Enter the Food Network, FOX, and the weird flock of cooking competition shows we’ve seen lately. People simply get a kick out of watching an ordinary Joe whip up magical looking dishes and then get voted off back into mediocrity. It’s spoon and fork Darwinism, not unlike Project Runway and how it gives everyone watching a gavel and opinion on high-fashion.

So, while GQ and 2 Chainz look to reel in viewers by exposing them to a bunch of cool shit most can’t afford or relate to (i.e. the allure of mainstream hip-hop), other outlets seek to profit by making the luxury of taste something more familiar and attainable. Just look at Yelp. Thanks to the app, and Yelpers who actually review restaurants so that the rest of us can lurk comments and weed out the bad spots, you never have to eat terrible Thai food again. Who needs a professional food critic when Yelpers are practically food-game Anna Wintours in their own right? They really don’t get enough credit. To speak directly: I thank God for y’all.

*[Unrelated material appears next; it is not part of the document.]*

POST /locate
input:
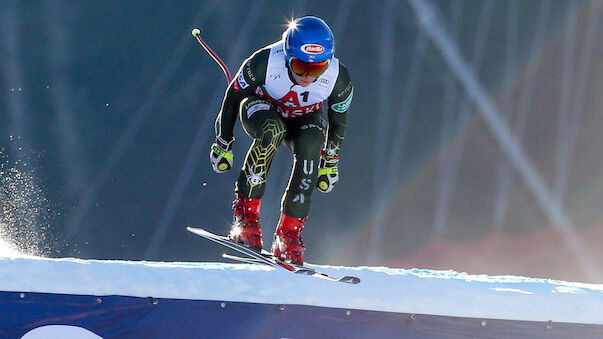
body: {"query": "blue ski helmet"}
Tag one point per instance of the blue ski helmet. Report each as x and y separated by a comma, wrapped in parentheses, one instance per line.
(309, 39)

Oh, and don’t forget about the food trucks, aka the Urban Outfitters of the food revolution. Just like when shopping for new ‘fits at Urban, you can often find some really good, nuanced selections at food trucks. But, of course, people will judge you for being trendy. Trendy must always stand before a jury. Granted, the wholesale convenience of “cool” can be annoying to someone who just wants to grab a bite from a grilled cheese truck, or buy a pocket tee from Urban, but you have to go in expecting that some people are just in it for the Instagram likes.

Not that there’s anything wrong with that, though. As long as you don’t risk your food getting cold for the perfect shot, or slap your boyfriends hand away from the spinach and artichoke dip in favor of capturing the full appetizer, I think sharing food pics on social media is a great thing. For one, it shows that we’re finally catching up to what the Japanese and other cultures have been doing since forever: being more conscious about what we eat — even if only by accident. Ignoring the health benefits of the latter, a chili cheese dog simply isn’t quite as photogenic as a steak salad. Both are delicious, but no one wants to see brown chili dripping down a soggy bun on their newsfeed when it’s only 2PM on a Tuesday. Get your shit together, seriously.